Aubercy is a French company that produces bespoke shoes, high-end ready-to-wear and a shoe repair service. It was founded in 1935 by André and Renée Aubercy, at the 34, Vivienne street, in Paris.

In 2019, Aubercy is still run by the founder's family and is still independent, administrated by Philippe, Odette and their son, Xavier Aubercy.

History 
Aubercy bootmaker was founded in 1935 by André and his wife Renée Aubercy.  The company first only produced high-end ready to wear shoes. The first collections were made in a small workshop in the neighborhood of Buttes-Chaumont. The shoes were designed to match the taste of the high society's member that André Aubercy befriended during the Interwar period, such as Edward VIII, Albert Sarraut and especially the Baron de Redé and Arthuro Lopez. The Baron de Redé and Arthuro Lopez were a critical influence on the development of Aubercy's style.

After World War II, Aubercy Boot-maker became famous for providing shoes to socialites such as Paul Meurice, Sacha Guitry and Jacques Charron.

In the seventies, Philippe and Odette Aubercy inherited the company and developed new products, such as a women's line, multiples leather goods products and a made to order service in which client could personalize all the products.

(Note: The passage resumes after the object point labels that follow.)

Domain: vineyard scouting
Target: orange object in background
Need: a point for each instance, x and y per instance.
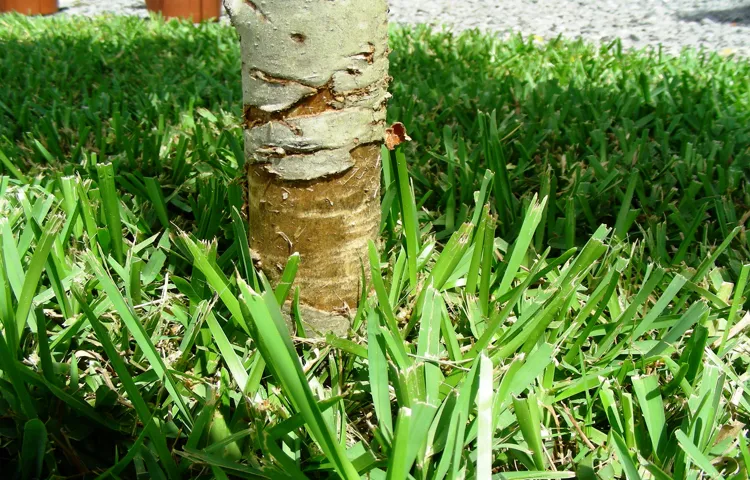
(29, 7)
(198, 10)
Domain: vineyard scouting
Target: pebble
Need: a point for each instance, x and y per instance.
(715, 25)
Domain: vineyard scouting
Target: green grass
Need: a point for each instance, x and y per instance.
(561, 290)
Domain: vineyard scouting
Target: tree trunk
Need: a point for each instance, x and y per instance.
(315, 78)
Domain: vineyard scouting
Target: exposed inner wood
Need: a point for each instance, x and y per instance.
(327, 220)
(312, 105)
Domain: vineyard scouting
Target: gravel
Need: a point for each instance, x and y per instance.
(718, 25)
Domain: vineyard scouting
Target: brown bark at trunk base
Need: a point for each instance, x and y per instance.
(314, 78)
(327, 220)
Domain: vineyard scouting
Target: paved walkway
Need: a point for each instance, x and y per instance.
(719, 25)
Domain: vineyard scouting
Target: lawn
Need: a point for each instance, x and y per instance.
(560, 289)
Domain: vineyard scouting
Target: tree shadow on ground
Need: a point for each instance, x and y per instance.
(738, 15)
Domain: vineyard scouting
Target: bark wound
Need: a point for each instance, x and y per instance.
(312, 105)
(327, 220)
(314, 117)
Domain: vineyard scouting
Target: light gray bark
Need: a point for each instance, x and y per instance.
(315, 78)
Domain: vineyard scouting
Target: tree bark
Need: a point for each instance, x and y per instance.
(315, 78)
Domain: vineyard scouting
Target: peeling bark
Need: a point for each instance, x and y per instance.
(315, 78)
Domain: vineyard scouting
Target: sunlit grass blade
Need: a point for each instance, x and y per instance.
(626, 460)
(136, 329)
(140, 406)
(272, 337)
(34, 448)
(485, 418)
(111, 206)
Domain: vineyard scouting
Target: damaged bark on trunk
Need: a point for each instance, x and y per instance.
(315, 78)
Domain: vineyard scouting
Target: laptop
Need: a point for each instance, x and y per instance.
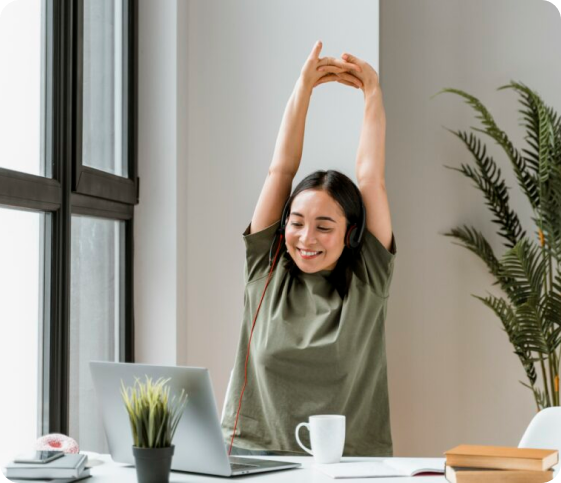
(198, 440)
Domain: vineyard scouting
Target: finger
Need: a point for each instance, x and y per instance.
(352, 59)
(341, 81)
(326, 78)
(316, 50)
(331, 68)
(350, 78)
(333, 62)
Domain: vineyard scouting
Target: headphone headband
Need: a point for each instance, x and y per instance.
(353, 236)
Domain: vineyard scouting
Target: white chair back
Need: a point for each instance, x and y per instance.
(544, 432)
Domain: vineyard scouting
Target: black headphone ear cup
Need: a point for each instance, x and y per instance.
(274, 247)
(352, 237)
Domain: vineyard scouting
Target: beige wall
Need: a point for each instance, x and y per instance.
(453, 375)
(214, 83)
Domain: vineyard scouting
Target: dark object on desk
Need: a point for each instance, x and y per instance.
(486, 475)
(501, 457)
(68, 466)
(153, 465)
(199, 443)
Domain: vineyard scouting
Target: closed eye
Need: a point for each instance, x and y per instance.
(319, 227)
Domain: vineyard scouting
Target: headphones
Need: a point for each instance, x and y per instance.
(353, 236)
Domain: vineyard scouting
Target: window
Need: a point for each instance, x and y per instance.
(68, 187)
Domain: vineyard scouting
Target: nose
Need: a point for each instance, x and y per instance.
(308, 238)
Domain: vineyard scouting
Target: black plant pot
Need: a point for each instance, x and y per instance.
(153, 465)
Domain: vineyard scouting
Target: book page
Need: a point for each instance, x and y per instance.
(412, 466)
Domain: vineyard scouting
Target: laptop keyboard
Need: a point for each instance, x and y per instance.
(242, 466)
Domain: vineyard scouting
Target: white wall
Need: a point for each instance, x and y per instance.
(243, 62)
(156, 229)
(452, 372)
(214, 83)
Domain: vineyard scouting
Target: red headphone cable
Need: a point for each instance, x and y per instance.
(249, 343)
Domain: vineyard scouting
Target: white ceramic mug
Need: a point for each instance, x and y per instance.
(327, 436)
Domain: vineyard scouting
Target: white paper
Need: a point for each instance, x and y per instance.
(387, 467)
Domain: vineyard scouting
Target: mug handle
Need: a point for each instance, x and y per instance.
(298, 437)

Nowadays, Aubercy Bootmaker is administrated by Philippe and Odette's son, Xavier Aubercy. Pursuing and reinforcing the handwork and craft identity of the company, he invented numerous high-end ready-to-wear models, opened a bespoke boot-maker workshop, in Paris in early 2000, and a luxury shoe repair service.

Style 
Aubercy style is French and aims to synthesize both English and Italian styles.

Aubercy's style is characterized by many elements usually only used in bespoke boot-making, such as the chiseled toe, the hand sewn midsole, the doubled seam on the upper and hand cutting and hand sewing the shoes.

Award 
In June 2016 the French Ministry of Economic and Finances awarded Aubercy Boot-maker the Entreprise du patrimoine vivant label.